Hi everybody, I would like to know (if some of you has already used 1D simulation) What are the limits of a 1D simulations and the exact hypothesis made for that kind of modelisation?

I suppose my first question would be to ask what kind of 1D situation you are trying to model? The only "1D" situation that I am aware of that has been modeled using a CFD-like approach is pipe network flows. Paulin Research of Huston, Texas, has a code called BOSFluids that is used for performing steady-state and transient simulations of piping networks that consist of pumps, valves, components, etc. They have two versions of the transient code (I think the SS code is the same). One uses the method of characteristics and the other uses a CFD-like approach. Each node in the piping system is linked by 1 or more 1D elements representing the pipe segment or component between them. I have to admit that I don't know details because I never asked.

The limits of 1D simulations are in trying to characterise 2D and 3D effects. In 1D gas-dynamic simulations of engine breathing systems (my area of interest), the two main places where 2D and 3D effects come into play are instantaneous discharge coefficient estimation across sudden changes of area and momentum conservation in Y junctions. With good models for these two situations, it is possible to model the gas dynamics of an engine's breathing system with enough accuracy for performance and noise prediction.
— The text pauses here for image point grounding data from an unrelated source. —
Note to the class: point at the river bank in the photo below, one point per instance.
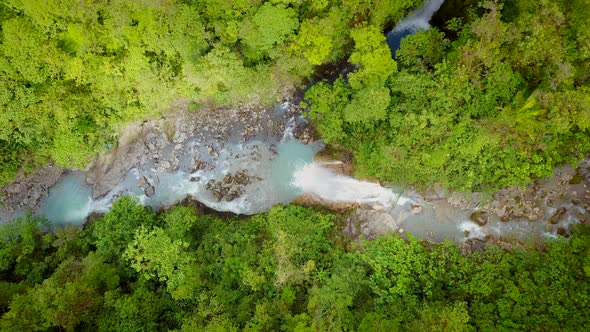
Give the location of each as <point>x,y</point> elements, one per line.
<point>245,160</point>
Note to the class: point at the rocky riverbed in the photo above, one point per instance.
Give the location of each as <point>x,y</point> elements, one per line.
<point>224,155</point>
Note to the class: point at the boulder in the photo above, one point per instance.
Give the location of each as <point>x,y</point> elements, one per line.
<point>479,217</point>
<point>150,191</point>
<point>142,182</point>
<point>557,215</point>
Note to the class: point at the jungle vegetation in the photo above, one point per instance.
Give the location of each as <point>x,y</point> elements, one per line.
<point>497,96</point>
<point>290,269</point>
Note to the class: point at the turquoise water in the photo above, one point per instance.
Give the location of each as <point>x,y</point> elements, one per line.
<point>68,202</point>
<point>292,155</point>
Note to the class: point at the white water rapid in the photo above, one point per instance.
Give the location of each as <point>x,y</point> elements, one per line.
<point>315,180</point>
<point>418,21</point>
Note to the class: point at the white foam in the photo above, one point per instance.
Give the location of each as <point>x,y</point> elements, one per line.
<point>327,185</point>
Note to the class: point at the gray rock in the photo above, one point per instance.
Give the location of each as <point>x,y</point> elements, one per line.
<point>479,217</point>
<point>142,182</point>
<point>557,215</point>
<point>416,208</point>
<point>150,191</point>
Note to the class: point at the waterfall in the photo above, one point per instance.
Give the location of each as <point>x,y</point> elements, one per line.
<point>326,185</point>
<point>416,22</point>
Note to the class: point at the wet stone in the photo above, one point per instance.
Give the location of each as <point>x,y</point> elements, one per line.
<point>479,217</point>
<point>557,215</point>
<point>150,191</point>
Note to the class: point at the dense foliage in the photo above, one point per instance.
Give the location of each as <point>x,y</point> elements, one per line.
<point>504,102</point>
<point>290,269</point>
<point>72,73</point>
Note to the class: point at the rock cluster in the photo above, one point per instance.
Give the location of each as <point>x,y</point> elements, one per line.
<point>230,187</point>
<point>26,191</point>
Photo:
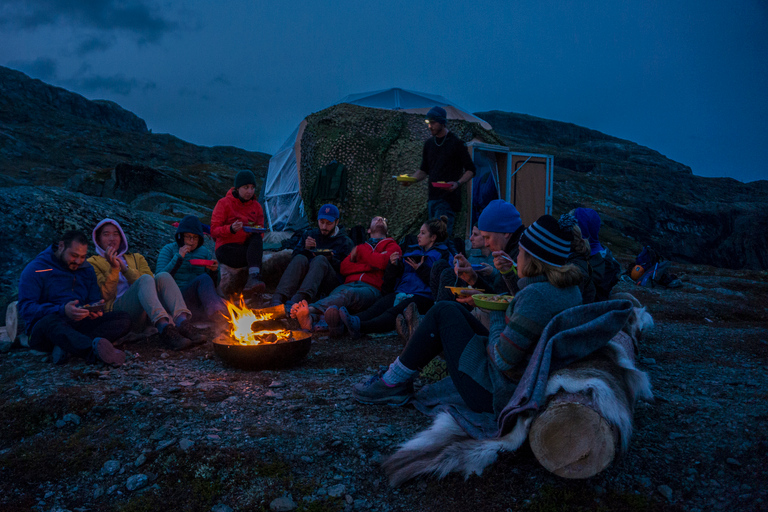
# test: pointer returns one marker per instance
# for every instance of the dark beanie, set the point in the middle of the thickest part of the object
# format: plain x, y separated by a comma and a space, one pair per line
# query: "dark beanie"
437, 114
245, 178
546, 241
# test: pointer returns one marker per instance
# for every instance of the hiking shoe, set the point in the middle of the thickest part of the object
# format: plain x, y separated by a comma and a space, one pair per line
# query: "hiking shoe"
189, 331
375, 391
401, 326
105, 352
333, 319
254, 285
352, 322
172, 338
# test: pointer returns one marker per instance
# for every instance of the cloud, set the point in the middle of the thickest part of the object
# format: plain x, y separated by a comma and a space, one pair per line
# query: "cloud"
43, 68
135, 16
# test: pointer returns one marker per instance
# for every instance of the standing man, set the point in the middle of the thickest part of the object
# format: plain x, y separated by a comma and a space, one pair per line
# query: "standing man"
445, 158
53, 290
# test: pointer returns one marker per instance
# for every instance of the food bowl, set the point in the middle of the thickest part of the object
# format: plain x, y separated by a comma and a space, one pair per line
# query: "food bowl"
264, 356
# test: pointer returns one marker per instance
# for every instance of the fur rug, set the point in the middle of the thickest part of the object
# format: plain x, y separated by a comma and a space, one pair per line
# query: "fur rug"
608, 376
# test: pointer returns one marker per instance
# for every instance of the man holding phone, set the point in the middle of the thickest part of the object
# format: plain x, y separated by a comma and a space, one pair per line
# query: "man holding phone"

The main simplifying assumption is that of normal, uniform flow across all boundaries. Using this assumption, mass, momentum and energy are conserved along the centre-line of each finite volume.

(1). 1-D flow is the foundation of gasdynamics. (2). Almost every gasdynamics book covers it in great details. (3). NACA 1135 report is also a standard reference for 1-D equations in gasdynamics. (4).All of the wind tunnel theories are based on the 1-D equations and solutions ,subsonic as well as supersonic. This also includes flow through rocket nozzles, shock tubes, etc. Nozzles and shock tubes are widely used in many applications. (5). In other words, 1-D transient or steady flows in gasdynamics form the foundation of both experimental and theoretical aerodynamics. (6). On the other hand, 1-D flow simulation of real world 3-D flows is normally called the "performance" analysis, where the 3-D effects along the flow path, whether it is geometric, or physical loss, are modelled in the parametric form. In the way, a purely man-made form or equation is created. (7).Nevertheless, it represents the global continuity, momentum, and energy balance of the system under investigation. This performance type 1-D simulation is vastly different from the previous basic 1-D flow equation of gasdynamics. It is a tool in the system analysis.